Washington, D.C. — The national average price for on-highway diesel rose again last week and now sits at its highest point in years.

According to the U.S. Department of Energy’s Information Administration (EIA), diesel prices jumped another 3.6 cents per gallon last week to $4.055.


This marks the seventh consecutive week in which the national average price has increased — rising 44.2 cents a gallon during that time.

In fact, the last time diesel consumers felt this much pain at the pump was all the way back on March 11, 2013, when fuel cost a whopping $4.088 a gallon.

As has historically been the case, truckers in California are feeling the sting the most as the average diesel price rose 57 cents per gallon last week to $5.051.

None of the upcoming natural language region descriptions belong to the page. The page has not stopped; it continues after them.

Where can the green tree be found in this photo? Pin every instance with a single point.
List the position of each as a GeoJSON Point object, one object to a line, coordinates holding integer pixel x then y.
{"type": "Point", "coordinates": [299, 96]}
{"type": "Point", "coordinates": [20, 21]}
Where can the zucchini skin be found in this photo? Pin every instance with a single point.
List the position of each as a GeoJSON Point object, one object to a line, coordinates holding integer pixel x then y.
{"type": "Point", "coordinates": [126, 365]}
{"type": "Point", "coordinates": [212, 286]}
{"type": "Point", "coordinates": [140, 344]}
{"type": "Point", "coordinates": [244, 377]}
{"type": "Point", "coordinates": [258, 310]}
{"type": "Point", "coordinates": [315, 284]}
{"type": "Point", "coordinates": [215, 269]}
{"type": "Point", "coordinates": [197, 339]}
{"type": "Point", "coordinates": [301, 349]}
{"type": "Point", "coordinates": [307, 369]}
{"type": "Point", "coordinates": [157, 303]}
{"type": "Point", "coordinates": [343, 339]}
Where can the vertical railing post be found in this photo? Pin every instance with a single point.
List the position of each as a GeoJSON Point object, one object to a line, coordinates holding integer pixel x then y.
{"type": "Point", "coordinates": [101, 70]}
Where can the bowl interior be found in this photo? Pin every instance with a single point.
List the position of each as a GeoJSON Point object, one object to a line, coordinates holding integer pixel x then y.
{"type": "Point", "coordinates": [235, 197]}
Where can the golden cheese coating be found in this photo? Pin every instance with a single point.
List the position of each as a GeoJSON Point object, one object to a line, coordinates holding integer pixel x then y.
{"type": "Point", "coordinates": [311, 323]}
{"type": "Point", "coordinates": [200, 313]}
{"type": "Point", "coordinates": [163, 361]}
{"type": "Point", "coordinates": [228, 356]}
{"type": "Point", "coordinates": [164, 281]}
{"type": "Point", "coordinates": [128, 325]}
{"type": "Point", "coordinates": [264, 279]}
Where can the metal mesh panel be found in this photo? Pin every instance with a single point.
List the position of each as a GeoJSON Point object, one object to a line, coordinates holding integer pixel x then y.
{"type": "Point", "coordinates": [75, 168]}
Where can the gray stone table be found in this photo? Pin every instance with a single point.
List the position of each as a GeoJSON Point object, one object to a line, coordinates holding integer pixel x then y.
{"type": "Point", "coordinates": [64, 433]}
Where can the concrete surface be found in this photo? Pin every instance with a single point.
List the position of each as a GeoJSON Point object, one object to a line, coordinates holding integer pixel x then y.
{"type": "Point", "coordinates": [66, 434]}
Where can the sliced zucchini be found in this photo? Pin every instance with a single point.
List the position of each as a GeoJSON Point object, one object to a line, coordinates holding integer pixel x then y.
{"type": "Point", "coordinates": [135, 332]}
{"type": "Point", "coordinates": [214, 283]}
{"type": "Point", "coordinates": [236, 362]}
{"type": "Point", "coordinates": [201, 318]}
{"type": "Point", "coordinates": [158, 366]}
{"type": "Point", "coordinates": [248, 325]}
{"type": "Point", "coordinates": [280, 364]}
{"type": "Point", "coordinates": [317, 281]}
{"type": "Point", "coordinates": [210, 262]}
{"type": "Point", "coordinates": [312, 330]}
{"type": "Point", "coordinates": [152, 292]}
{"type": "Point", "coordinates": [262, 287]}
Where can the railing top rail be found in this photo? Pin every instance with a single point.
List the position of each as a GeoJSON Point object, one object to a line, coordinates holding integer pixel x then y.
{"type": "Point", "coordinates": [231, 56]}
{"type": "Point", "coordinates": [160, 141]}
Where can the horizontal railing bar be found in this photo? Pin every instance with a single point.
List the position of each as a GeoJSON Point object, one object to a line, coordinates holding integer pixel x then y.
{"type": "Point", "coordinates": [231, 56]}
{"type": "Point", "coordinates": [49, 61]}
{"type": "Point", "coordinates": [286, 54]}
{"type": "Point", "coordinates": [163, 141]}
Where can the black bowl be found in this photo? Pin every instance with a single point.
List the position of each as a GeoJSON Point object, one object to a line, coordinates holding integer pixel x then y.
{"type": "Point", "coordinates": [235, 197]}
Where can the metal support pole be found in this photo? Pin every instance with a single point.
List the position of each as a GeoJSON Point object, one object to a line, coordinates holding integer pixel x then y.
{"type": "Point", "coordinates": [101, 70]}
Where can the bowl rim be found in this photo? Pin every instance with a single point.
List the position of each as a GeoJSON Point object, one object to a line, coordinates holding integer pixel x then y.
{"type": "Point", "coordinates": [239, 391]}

Prices are lowest in the Gulf Coast region at $3.830 per gallon.

Courtesy of EIA

Escalating fuel costs is yet another crisis facing American consumers as inflation also continues to soar, now at a 40-year high.

When President Biden took office in January 2020, the national price of on-highway diesel was $2.696 per gallon.


Average diesel costs topped $3 a gallon in early March of that year and have not looked back since.

The Biden Administration has yet to meaningfully address these problems and it doesn’t appear the White House has a near-term solution to ease the pain.

When asked on Wednesday about skyrocketing fuel costs and the potential impact on oil markets if Russia invades Ukraine, White House Press Secretary Jen Psaki said officials don’t yet have a prediction on how high prices could soon rise.

“As you heard the President say last week, standing up for our values is not without cost,” she said. “What we are trying to do is minimize that cost.”

TransportationNation.com will continue to track it.